Software engineers face increasing prospects of being laid off as the tech industry begins downsizing due to economic uncertainties.
Tech work was once considered a safe bet regarding job security, with many people encouraged to “learn to code” over the past two decades.
Vox reported on April 21 that a trickle of layoffs in the tech industry last year is becoming a wave in 2023.
Tech companies saw rapid growth during the pandemic when people were stuck at home and their services were in demand.
Demand has fallen since then, and the economy has taken a beating.
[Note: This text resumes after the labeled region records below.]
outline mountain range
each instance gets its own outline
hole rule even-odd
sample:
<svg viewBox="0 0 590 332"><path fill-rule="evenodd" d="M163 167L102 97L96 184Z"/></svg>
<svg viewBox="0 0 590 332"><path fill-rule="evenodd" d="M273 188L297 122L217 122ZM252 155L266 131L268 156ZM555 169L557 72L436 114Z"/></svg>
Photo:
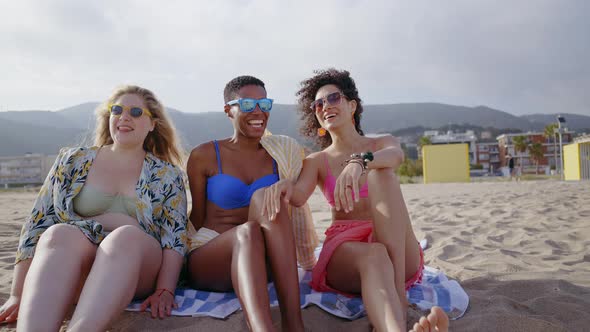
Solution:
<svg viewBox="0 0 590 332"><path fill-rule="evenodd" d="M25 153L55 154L63 146L90 144L96 102L59 111L0 112L0 156ZM440 128L452 124L542 131L555 122L555 114L515 116L486 106L465 107L438 103L364 105L365 133L393 132L409 127ZM218 112L186 113L167 108L187 149L215 138L232 135L230 120ZM295 105L275 104L268 129L275 134L299 135L300 116ZM561 114L569 129L590 132L590 116Z"/></svg>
Recent bank failures have pushed lenders to encourage tech companies to make do with less.
The increasing use of AI bots may become a contributing factor in tech companies, as it allows coders to become more productive or by allowing them to be replaced due to lesser need for workers.
Software Engineers Hit
Software engineers are disproportionally facing the largest numbers of layoffs this year relative to other professions in the United States, according to data provided to Vox from Revelio Labs, a business data firm.
Revelio Labs data said that software engineers represented nearly 20 percent of job cuts this year, despite making up 14 percent of employees.
Revelio Labs released an earlier report in the fall of 2022 when major tech firms began the first round of layoffs.
Recruiters, HR specialists
Recruiters and HR specialists were overrepresented in these earlier layoffs, Reyhan Ayas, the senior economist who led the Revelio Labs study, told Business Insider.
“If we look at 2023 layoffs, it’s software engineers who have overtaken recruiters in layoffs,” Ayas said.
Revelio’s latest data said that nearly 5 percent of laid-off tech employees this year so far were still recruiters, the position with the most losses after software engineers.
The data firm also worked on a separate report with Business Insider’s Aki Ito last September, which found that recruiters were overrepresented in layoffs by nearly 8 percent compared to other positions.
Job cutbacks in the software engineer sector now outweigh other former positions by nearly 4 percent.
The wave of layoffs has spread from the tech industry to the finance and media sectors as well.
Lyft announced last week that it would cut more than 30 percent of its 1,200-person workforce, while BuzzFeed said it was terminating 15 percent of its staff and would end its BuzzFeed News division.
Cutting Corners in Silicon Valley
In the first quarter of 2023, nearly 20 percent of 170,000 tech company layoffs were software engineers, according to data from layoffs.fyi and Parachute List, echoing figures from Revelio Labs.
Major tech companies, like Meta, are now firing workers in key technical roles like data scientists and software engineers, which were positions that would rarely face cutbacks.
Until very recently, Meta was offering generous salaries to fill the highly desired technical positions, but now the firm is terminating them in what CEO MarkMeta calls, the “year of efficiency.”
“Leaner is better,” Zuckerberg wrote in a 2,200-word memo in March, in announcing the social media company’s second round of 10,000 layoffs in only four months.
Meanwhile, Amazon announced in the same month that it was laying off an additional 9,000 employees on top of the 18,000 people dismissed in January.
The mass layoffs in the tech sector contrast with previous ones and signal a change in where to prioritize cutting back.
“Earlier layoffs were focused on future hiring,” said Ayas, which was done to hire additional specialists like tech engineers, but now the focus is on improving business efficiency standards and boosting product revenue.
Recently laid-off tech workers may now find it harder to find new jobs with the same benefits and pay levels.
Former software engineers from Facebook might have to follow the industry’s average pay rates, which is at $90,000, far below what some of the larger firms have offered previously, in addition to bonuses and stock options.
Meanwhile, Elon Musk has let go of over 80 percent of Twitter employees. He told BBC this month that he only had left 1,500 Twitter employees of the around 8,000 staff numbered when he bought the platform last October.
Tech workers are still highly in demand, but their bargaining power and ability to ask for extra perks and salaries have been weakened.